Suppose we were given a sample with mean of $\overline{x} = 5$ and a standard deviation of $s = 2$, and asked to estimate the mean $\mu$.

Certainly, the best point estimate of $\mu$ is $\overline{x}$. However, if we want a confidence interval for $\mu$, we will need to consider the spread of the sampling distribution for the mean.

Recall the Central Limit Theorem tells us that $$\mu_{\overline{x}} = \mu \quad \textrm{ and } \quad \sigma_{\overline{x}} = \frac{\sigma}{\sqrt{n}}$$

As such, under an assumption that the distribution of sampling means is approximately normal, we can construct a confidence interval for $\mu$ with confidence level of $(1 - \alpha)$ between $$\overline{x} \pm z_{\alpha/2} \frac{\sigma}{\sqrt{n}}$$ This begs two questions:

1. "How will we know the assumption that the distribution of sample means is approximately normal has been met?"
2. "What should we do if we don't know the value of $\sigma$?"

Supposing that $\sigma$ is known for the moment, recall the Central Limit Theorem tells us that the distribution of sample means gets more and more normal as the sample size increases.

Thus, if $n$ is sufficiently large (let's say $n \ge 30$), then we can rely on the fact that the distribution of sample means should be approximately normal.

If $n \lt 30$, then knowing that the original distribution was approximately normal should be enough to assure us that the distribution of sample means is normal.

If $\sigma$ is unknown, however, we are forced to approximate its value with the sample standard deviation, $s$. This in turn, causes the nature of the associated distribution to change from a standard normal distribution to a $t$-distribution.

Thus, if $\sigma$ is unknown, and $n \ge 30$ or the original population is approximately normal, the confidence interval for the mean with confidence level of $1-\alpha$ falls between $$\overline{x} \pm t_{\alpha/2} \frac{s}{\sqrt{n}}$$ where $t_{\alpha/2}$ is taken from a $t$-distribution with $n-1$ degrees of freedom.

### How Large Should the Sample Size Be?

Just like with proportions, one can assure a certain margin of error by choosing a large enough sample size. To determine what that sample size might be, simply solve for $n$ in the formula for $E$ used -- always rounding up to ensure $n$ is large enough.

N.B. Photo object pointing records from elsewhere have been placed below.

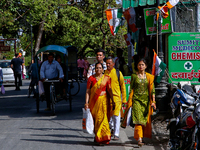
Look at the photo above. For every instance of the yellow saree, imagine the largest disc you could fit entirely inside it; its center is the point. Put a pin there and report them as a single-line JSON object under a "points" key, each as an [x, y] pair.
{"points": [[99, 106]]}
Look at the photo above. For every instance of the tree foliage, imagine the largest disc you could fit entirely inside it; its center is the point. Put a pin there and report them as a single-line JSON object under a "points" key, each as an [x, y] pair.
{"points": [[80, 23]]}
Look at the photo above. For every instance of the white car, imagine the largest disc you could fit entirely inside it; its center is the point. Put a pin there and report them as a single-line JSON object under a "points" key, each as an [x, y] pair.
{"points": [[8, 75]]}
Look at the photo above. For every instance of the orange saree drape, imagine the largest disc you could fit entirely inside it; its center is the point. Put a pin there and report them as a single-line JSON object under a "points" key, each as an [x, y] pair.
{"points": [[99, 106], [147, 130]]}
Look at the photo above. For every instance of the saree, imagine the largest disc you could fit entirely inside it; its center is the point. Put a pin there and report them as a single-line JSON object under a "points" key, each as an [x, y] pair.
{"points": [[146, 127], [99, 107]]}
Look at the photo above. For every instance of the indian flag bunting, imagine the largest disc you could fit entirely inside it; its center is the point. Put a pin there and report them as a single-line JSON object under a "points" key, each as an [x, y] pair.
{"points": [[172, 3], [129, 15], [127, 38], [114, 17], [158, 68]]}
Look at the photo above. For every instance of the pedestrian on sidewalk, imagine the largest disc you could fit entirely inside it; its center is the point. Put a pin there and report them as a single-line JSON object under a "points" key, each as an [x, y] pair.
{"points": [[86, 67], [96, 98], [17, 66], [142, 101], [118, 88], [81, 66], [100, 55]]}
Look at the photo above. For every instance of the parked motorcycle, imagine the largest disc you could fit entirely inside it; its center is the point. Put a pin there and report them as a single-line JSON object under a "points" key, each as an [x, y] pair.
{"points": [[184, 127]]}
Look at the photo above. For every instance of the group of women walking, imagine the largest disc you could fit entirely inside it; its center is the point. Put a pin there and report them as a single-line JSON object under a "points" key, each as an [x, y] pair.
{"points": [[99, 99]]}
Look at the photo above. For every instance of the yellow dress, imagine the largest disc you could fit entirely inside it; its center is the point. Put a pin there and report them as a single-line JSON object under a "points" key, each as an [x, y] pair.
{"points": [[116, 90]]}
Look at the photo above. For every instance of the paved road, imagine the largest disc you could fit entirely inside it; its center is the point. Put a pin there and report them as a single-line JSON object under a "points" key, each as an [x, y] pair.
{"points": [[22, 128]]}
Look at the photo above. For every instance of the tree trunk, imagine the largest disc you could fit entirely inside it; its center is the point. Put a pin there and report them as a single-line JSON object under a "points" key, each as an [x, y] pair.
{"points": [[39, 36]]}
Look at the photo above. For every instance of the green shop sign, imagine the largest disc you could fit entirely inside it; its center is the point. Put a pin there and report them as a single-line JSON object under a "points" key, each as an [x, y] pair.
{"points": [[151, 23], [183, 57]]}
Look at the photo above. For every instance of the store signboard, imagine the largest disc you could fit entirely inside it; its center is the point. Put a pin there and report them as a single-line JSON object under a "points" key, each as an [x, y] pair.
{"points": [[184, 57], [151, 23]]}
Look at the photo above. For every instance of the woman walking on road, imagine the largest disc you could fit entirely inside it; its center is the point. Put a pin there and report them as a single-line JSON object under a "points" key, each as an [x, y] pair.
{"points": [[98, 100], [141, 99]]}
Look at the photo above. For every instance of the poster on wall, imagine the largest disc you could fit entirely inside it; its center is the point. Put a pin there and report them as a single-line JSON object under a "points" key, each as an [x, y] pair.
{"points": [[151, 23], [184, 57]]}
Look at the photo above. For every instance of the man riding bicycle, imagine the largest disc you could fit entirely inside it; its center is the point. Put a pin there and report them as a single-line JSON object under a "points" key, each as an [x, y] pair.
{"points": [[51, 70]]}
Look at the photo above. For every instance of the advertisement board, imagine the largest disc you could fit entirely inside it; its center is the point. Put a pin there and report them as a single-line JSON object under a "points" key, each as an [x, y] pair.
{"points": [[127, 81], [151, 23], [184, 57]]}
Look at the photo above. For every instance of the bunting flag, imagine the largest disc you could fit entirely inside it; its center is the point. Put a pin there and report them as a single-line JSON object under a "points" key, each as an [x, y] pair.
{"points": [[172, 3], [128, 39], [129, 15], [158, 68], [114, 17], [164, 11]]}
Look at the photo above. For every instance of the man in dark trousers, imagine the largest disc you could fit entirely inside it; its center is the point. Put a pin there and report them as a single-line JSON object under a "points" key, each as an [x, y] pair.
{"points": [[16, 65]]}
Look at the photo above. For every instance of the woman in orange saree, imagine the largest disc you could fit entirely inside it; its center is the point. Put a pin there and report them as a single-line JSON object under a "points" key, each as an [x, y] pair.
{"points": [[98, 90]]}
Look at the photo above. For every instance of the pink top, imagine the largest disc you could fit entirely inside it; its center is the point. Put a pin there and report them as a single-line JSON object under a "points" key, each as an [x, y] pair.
{"points": [[81, 63]]}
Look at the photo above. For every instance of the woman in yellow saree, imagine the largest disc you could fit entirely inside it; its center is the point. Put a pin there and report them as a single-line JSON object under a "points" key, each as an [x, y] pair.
{"points": [[141, 99], [98, 89]]}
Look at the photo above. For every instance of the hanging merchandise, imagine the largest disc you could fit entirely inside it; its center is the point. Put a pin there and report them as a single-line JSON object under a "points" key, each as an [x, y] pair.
{"points": [[114, 17], [128, 39], [130, 14]]}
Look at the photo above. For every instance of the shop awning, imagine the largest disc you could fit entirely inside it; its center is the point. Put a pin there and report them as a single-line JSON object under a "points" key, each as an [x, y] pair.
{"points": [[135, 3]]}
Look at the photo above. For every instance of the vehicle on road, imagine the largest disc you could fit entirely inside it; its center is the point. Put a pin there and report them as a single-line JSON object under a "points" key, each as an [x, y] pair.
{"points": [[8, 74]]}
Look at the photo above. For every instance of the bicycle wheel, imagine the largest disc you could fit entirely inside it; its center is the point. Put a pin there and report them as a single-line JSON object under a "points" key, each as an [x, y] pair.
{"points": [[74, 87], [52, 99], [37, 103]]}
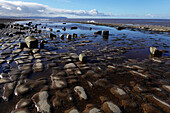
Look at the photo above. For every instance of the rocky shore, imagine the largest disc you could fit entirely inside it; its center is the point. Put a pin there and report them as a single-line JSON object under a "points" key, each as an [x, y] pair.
{"points": [[131, 27], [42, 70]]}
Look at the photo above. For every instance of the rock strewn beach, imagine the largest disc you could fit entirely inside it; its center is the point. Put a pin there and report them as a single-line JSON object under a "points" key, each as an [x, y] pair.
{"points": [[78, 74]]}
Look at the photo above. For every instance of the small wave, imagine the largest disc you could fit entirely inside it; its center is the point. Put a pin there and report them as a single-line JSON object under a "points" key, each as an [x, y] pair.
{"points": [[91, 21]]}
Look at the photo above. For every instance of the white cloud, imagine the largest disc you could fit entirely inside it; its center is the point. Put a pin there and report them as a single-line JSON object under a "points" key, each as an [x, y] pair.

So, in the case of $\displaystyle{E = z_{\alpha/2} \frac{\sigma}{\sqrt{n}}}$, we would have $$n = \left( \frac{z_{\alpha/2} \sigma}{E} \right)^2$$ Of course, calculating this $n$ requires knowledge of $\sigma$. We can use the sample standard deviation from a previous study if it is available. Also, as a rule of thumb, $$\sigma \approx \frac{\textrm{range}}{4}$$ Last, but not least, one should also consider the return rate when designing a study -- it can be very difficult to get a 100% return rate, so without a little "padding" one might not get the margin of error one desires, even when everything else was done perfectly.

### Hypothesis Tests

Many of the same considerations made in the construction of confidence intervals for means apply in hypothesis tests for means:

If $\sigma$ is known and $n \gt 30$ or the distribution is approximately normal, then we can use the standard normal distribution and a test statistic of $$z = \frac{\overline{x} - \mu}{\displaystyle{\frac{\sigma}{\sqrt{n}}}}$$

If $\sigma$ is unknown and $n \ge 30$ or the distribution is approximately normal, then we can use a $t$-distribution with $n-1$ degrees of freedom and a test statistic of $$t = \frac{\overline{x} - \mu}{\displaystyle{\frac{s}{\sqrt{n}}}}$$

Recall when checking a data set to see if the underlying distribution is normal, one should remove any outliers (even when $n \ge 30$), check for skewness, and visually inspect the histogram to ensure it looks approximately normal.